During his reelection campaign in 2012, President Obama frequently pointed out in campaign speeches that he had ended the war in Iraq.

"I told you we would win the war in Iraq. We did," Obama said, for example, at an Oct. 24, 2012 rally in Iowa.

After Obama withdrew U.S. forces from Iraq, the Islamic State in Iraq and al Sham (ISIS), a terrorist group that had developed out of al Qaeda in Iraq, grew into a formidable force in the region.

“Following Zarqawi’s death at the hands of U.S. forces in June 2006, AQ-I leaders repackaged the group as a coalition known as the Islamic State of Iraq (ISI),” said the Congressional Research Service in a report published Dec. 8. “ISI lost its two top leaders in 2010 and was weakened, but not eliminated, by the time of the U.S. withdrawal in 2011. Under the leadership of Ibrahim Awad Ibrahim al Badri al Samarra’i (aka Abu Bakr al Baghdadi), ISI rebuilt its capabilities. By early 2013, the group was conducting dozens of deadly attacks a month inside Iraq.”

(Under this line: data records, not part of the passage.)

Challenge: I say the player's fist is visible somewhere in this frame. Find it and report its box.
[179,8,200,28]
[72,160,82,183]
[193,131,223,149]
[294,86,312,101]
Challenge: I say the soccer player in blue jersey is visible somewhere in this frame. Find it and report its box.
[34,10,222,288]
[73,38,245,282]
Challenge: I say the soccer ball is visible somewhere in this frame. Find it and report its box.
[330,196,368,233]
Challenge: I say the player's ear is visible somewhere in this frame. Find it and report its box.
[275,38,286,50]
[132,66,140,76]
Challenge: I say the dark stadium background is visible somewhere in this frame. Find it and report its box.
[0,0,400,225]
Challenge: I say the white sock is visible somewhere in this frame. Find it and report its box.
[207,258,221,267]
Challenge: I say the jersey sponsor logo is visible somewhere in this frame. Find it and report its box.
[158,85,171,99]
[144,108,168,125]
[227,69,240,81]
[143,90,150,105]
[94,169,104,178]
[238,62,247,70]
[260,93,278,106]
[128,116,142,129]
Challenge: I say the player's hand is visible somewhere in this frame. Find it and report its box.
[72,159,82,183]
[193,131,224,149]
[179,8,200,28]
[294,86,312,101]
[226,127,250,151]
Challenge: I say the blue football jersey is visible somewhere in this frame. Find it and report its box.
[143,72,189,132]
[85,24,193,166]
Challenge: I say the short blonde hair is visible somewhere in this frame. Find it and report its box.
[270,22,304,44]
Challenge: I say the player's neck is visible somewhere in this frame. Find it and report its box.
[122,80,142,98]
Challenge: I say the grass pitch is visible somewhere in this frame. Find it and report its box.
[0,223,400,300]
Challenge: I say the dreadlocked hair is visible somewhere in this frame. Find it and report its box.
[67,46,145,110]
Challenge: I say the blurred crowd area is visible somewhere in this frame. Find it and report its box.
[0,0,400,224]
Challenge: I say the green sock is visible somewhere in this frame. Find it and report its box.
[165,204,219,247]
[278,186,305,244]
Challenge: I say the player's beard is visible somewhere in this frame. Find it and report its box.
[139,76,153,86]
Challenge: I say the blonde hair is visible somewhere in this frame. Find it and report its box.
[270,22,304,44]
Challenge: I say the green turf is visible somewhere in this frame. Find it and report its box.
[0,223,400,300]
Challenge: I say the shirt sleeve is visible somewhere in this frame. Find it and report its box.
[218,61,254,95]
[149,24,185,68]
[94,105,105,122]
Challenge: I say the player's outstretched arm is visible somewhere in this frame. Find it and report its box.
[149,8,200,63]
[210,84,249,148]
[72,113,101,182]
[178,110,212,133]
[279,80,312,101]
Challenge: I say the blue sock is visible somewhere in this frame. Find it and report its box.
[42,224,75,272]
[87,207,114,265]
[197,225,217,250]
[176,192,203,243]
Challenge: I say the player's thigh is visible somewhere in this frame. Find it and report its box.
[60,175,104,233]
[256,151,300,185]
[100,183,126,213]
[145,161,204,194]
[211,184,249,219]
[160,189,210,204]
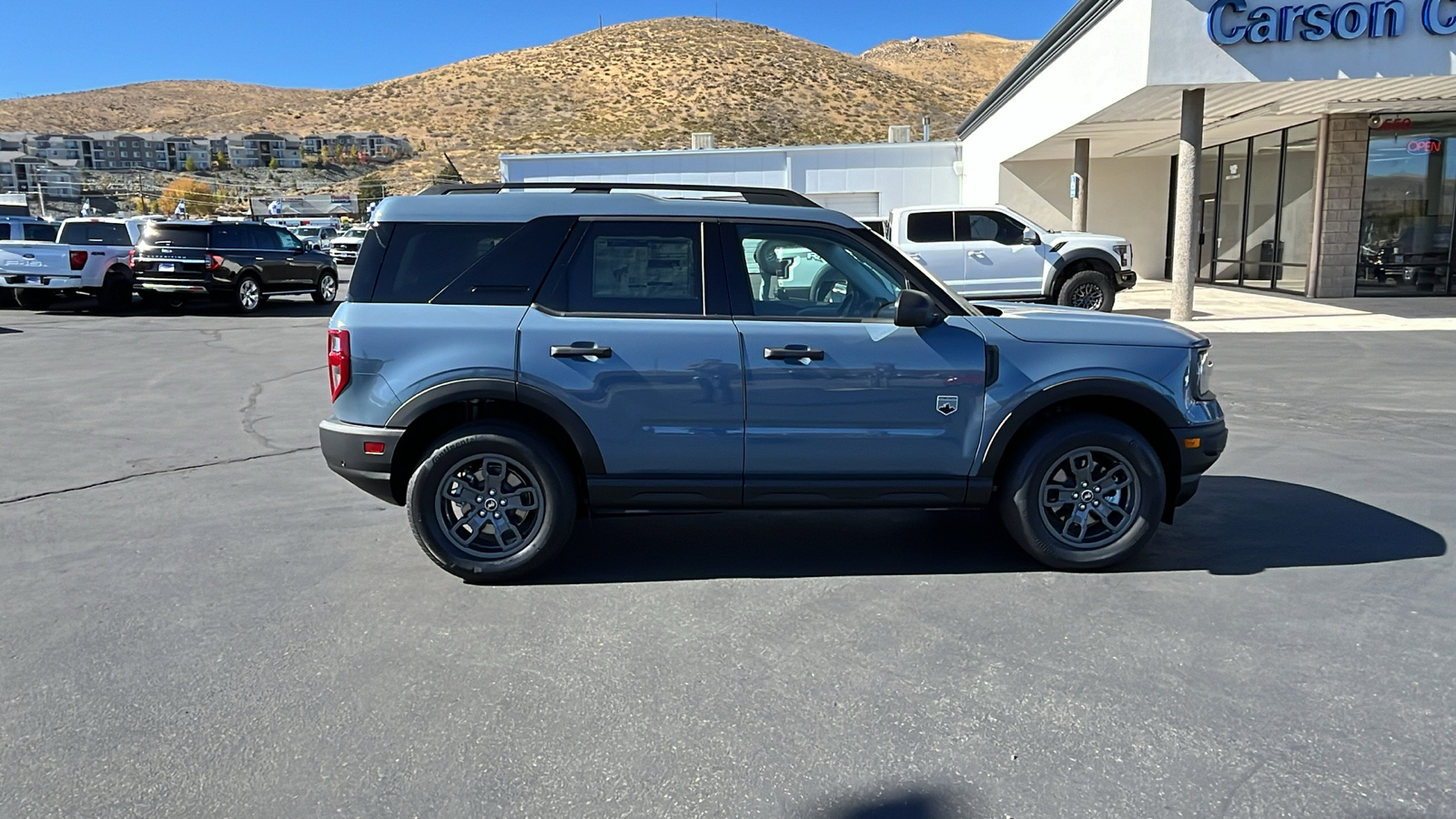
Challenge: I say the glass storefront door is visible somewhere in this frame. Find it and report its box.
[1168,123,1320,293]
[1356,114,1456,296]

“Since early 2014, Islamic State-led forces, supported by groups linked to ousted Iraqi President Saddam Hussein and some Sunni Arabs, have advanced along the Tigris and Euphrates rivers, seizing population centers including Mosul, one of Iraq’s largest cities,” said CRS. “Since then, IS forces have massacred Syrian and Iraqi adversaries, including some civilians, often from ethnic or religious minorities, and executed American journalists.”

President Obama negotiated an agreement to allow U.S. troops to remain in Afghanistan.

“President Obama announced in May 2014 that the United States plans to keep 9,800 U.S. forces in Afghanistan during 2015 mostly as advisers and trainers, with that number, shrinking to 4,900 in Kabul and at Bagram Airfield during 2016,” said the Congressional Research Service in a report published Dec. 2.

According to this CRS report, both the Taliban and al Qaeda remain active in Afghanistan.

“The core insurgent faction in Afghanistan remains the Taliban movement, much of which remains at least nominally loyal to Mullah Muhammad Umar, leader of the Taliban regime during 1996-2001,” said CRS. “He and those subordinates reportedly still operate from Pakistan, probably areas near the border or near the Pakistani city of Quetta.”

“Some of Umar’s inner circle has remained intact and appear to have become increasingly amenable to a political settlement,” says CRS.

“There are also a substantial number of anti-compromise leaders in the top Taliban ranks. They include Mullah Najibullah (a.k.a. Umar Khatab) and Mullah Abdul Qayyum Zakir. Zakir, a U.S. detainee in Guantanamo Bay, Cuba, until 2007, was the top military commander of the Taliban until resigning for health reasons in April 2014,” said CRS. “He remains part of the Taliban inner decisionmaking circle. The hardliners purportedly believes outright Taliban victory is possible as international forces thin out.”

“U.S. officials have long considered Al Qaeda to have a minimal presence in Afghanistan itself, acting there as more a facilitator of rather than a fighting force,” said CRS. “U.S. officials put the number of Al Qaeda fighters in Afghanistan at between 50-100, operating mostly in provinces of northeastern Afghanistan such as Kunar.

“DOD has expressed concerns that Al Qaeda could regroup in Afghanistan if the security situation there becomes unstable,” said CRS. “Admiral William McRaven, head of U.S. Special Operations Command, testified before the House Armed Services Committee on February 27, 2014, that Al Qaeda could reestablish itself in Afghanistan if all U.S. troops depart Afghanistan. Press reports say a key Al Qaeda operative, Faruq a-Qahtani al-Qatari, is working with Afghan militants to train a new generation of Al Qaeda members in Afghanistan.”